Poderia oferecer, como grande atração, o reprise daquele quadro do Silvio Santos, ''Cinderela por um dia'', adaptado à Casa do Povo.
A vez de cada um
Para participar do quadro ''Deputado por um dia'' os paranaenses interessados teriam que apresentar os seguintes requisitos:
1) Ser deputado;
2) Ler e explicar o significado de uma frase. Pode ser de cartilha;
3) Ouvir um discurso inteiro no plenário. Não precisa entendê-lo;
4) Divulgar os vencimentos que recebe, incluindo as verbas da Casa;
5) Usar terno e manter a elegância. Ao mesmo tempo;
6) Abrir os armários do próprio gabinete. Inclusive aqueles com esqueletos;
7) Conviver com fantasmas. Os vivos e o mortos;
8) Respeitar a opção sexual de qualquer um. Sem fazer beicinho;
9) Não confundir contraditório na atividade parlamentar com o mictório da atividade parlamentar. Um é natural e necessário e o outro acontece muito, compromete, mas um dia vai findar, se Deus (e o povo) quiser.
Pelo segundo turno
O deputado Ricardo Barros convenceu a petista Gleisi Hoffmann, que o partido dele, o PP, pode lançar como candidato à Prefeitura de Curitiba o deputado estadual Ney Leprevost (leia-se Leprevô) e conquistar entre 10% a 15% de votos, o que vai garantir o segundo turno.
É tudo o que Gleisi precisa atualmente para evitar um vexame total na disputa contra Beto Richa, o franco favorito.
Sem condições
Este menino, o Leprevô, é esforçado, mas se eu fosse a Gleisi não entrava na conversinha mole de Ricardo Barros, que pensa mais nos recursos petistas para a cidade dele, Maringá, do que no sucesso do PT em Curitiba.

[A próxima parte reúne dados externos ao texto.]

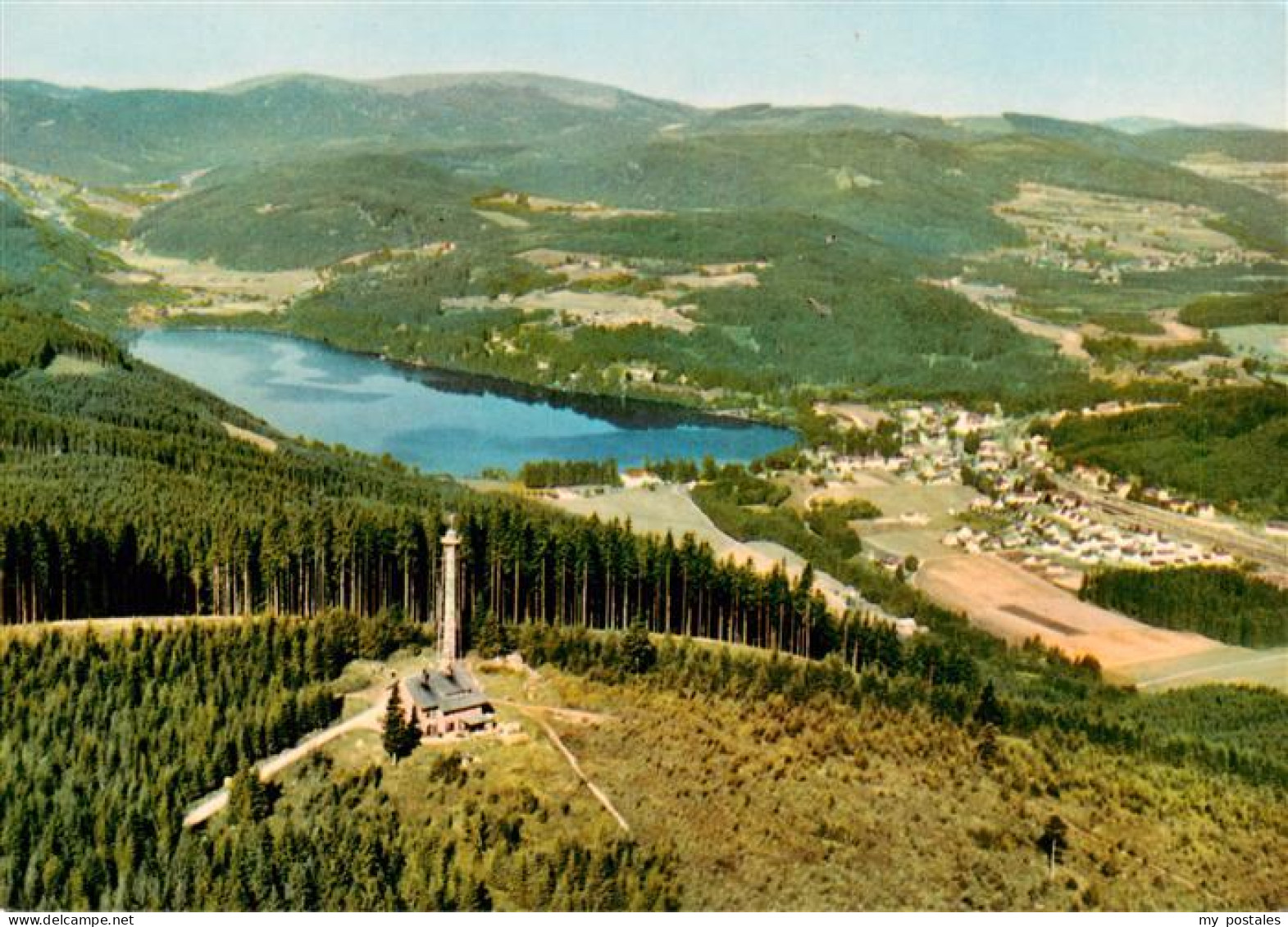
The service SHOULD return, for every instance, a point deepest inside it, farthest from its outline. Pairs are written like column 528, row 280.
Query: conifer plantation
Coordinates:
column 126, row 492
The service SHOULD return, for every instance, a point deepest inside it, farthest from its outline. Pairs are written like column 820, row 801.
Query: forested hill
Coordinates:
column 129, row 492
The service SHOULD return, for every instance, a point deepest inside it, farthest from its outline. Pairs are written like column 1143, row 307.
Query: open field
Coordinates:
column 1268, row 343
column 1077, row 223
column 1015, row 606
column 609, row 309
column 259, row 441
column 112, row 626
column 70, row 365
column 999, row 302
column 213, row 290
column 1267, row 176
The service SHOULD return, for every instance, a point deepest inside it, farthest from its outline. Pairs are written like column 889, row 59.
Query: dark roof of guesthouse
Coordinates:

Se tivesse esta bola toda, 10% a 15% dos votos na Capital, Leprevô dispensaria qualquer intermediário nas negociações políticas.
Paranaenses lá
Na Reforma Tributária, o deputado Eduardo Sciarra (DEM), pretende fazer sucesso. Ele vem estudando o assunto com consultoria da MSM, de São Paulo, que trabalha com técnicos e economistas da Fundação Getúlio Vargas.
Aplicação
Quando se cobra aqui, neste espaço, que ocupantes de cargos públicos estudem mais, é sobre isso que se fala: a função parlamentar é de alto nível e o sujeito que se arvora a deputado tem que conhecer os assuntos antes de votar como um cordeirinho.
Sem conhecimento da causa, caem todos na zona do agrião.
Hauly também
Outro deputado que deve se projetar no debate sobre a Reforma Tributária é o Luiz Carlos Hauly (PSDB). Ele entende do assunto e, se não mergulhar na campanha para a Prefeitura de Londrina, terá espaço amplo na Câmara.
Discurso antigo
Hauly é um parlamentar competente, aplicado, e é muito mais respeitado em Brasília, entre seus pares, e também em Curitiba, do que em Londrina, onde já tentou se eleger prefeito por três vezes, sem sucesso.
Santo no Hauly
Parece que Londrina faz baixar o santo em Hauly: o discurso dele na cidade fica muito mala, na base do combate in-can-sá-vel aos corruptos e desonestos e por aí vai.
Lembra um pouco o senador Álvaro Dias na época da ''longa noite do arbítrio''.
Diário de Brasília
E como estamos na área do Planalto Central, continuemos, pois: ontem o ex-ministro de FHC, Euclides Scalco, circulou pelo Congresso Nacional e visitou, entre os outros, os gabinetes dos irmãos Dias, Álvaro e Osmar.
Temas
Dá pra apostar um dedo que as conversas entre políticos paranaenses em Brasília seguem o mesmo roteiro, nesta ordem: falam mal do Requião, comentam que o Beto Richa está muito bem nas pesquisas e que é preciso começar a pensar no futuro do Paraná. Não tem erro.
E, também, não passam disso, conversas.
Daltônicas
De comida de homem
A professora pede que as crianças tragam receitas de comidas feitas pelos pais. Esperavam pães de queijo, bolos e gelatinas. Mas o que veio eram receitas totalmente ''hards'': picanha na brasa, churrasco, coração assado, frango com polenta, paleta de carneiro e por aí vai.
As crianças haviam procurado os pais mesmo, não as mães.